Il y a parfois des rendez-vous manqués dont on se mord les doigts. Tout était pourtant bien marqué à l'agenda, depuis longtemps même, mais il semblerait que mon cerveau fatigué en ce moment est fait de la résistance : c'était donc hier soir samedi que la charmante Émilie Cornut jouait à la Place des arts, dans la salle Claude-Leveillé... et non pas ce soir ! Même si je l'ai laissée s'échapper en live, vous aurez la chance de pouvoir vous rattraper avec les trois pièces présentes sur son bandcamp

Mélange d'électro-chanson-pop, Émilie Cornut est de ses artistes qui semblent discrets mais dont la force des compositions et l'arme des mots nous donnent de l'engrais pour notre jardin musical.
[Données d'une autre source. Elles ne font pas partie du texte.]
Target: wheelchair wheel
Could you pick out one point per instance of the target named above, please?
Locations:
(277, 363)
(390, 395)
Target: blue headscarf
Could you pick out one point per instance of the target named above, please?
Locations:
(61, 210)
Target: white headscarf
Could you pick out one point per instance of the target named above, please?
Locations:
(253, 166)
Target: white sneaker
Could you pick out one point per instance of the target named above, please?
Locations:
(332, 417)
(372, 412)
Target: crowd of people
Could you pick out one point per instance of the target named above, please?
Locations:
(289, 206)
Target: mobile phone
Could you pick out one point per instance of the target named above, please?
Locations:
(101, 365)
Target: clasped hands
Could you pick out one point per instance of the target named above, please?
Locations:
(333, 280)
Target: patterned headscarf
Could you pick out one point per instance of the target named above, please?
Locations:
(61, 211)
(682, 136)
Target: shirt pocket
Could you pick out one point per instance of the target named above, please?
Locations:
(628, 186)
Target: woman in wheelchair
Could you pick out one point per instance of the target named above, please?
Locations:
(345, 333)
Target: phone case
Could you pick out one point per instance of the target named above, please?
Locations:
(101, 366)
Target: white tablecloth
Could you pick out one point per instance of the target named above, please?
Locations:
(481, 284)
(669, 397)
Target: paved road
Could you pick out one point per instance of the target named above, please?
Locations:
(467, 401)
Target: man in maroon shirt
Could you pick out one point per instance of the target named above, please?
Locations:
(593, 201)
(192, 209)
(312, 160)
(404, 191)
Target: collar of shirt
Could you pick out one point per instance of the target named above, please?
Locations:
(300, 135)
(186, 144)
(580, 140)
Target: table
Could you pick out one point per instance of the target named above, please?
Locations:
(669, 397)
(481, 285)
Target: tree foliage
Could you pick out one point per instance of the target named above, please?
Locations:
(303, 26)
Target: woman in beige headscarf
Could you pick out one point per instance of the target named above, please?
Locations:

De sa voix fragile pointant vers les notes aiguës, cette pianiste classique est assez agile pour nous emmener dans ses petites histoires d'amour, avec sensibilité et audace. C'est une sorte de femme-orchestre qui aime à s'entourer de "robots" donnant à ses mélodies bien construites des arrangements éthérés qui apportent une dimension nouvelle à la trame. Qu'elle soit entourée de ses machines (Fille au corsage) ou bien avec un en duo piano / accordéon (Les Matins Lents), où tout simplement avec son piano (le sublime À bout de souffle), Émilie enchante et amène un peu de douceur crue dans notre monde si abrupte.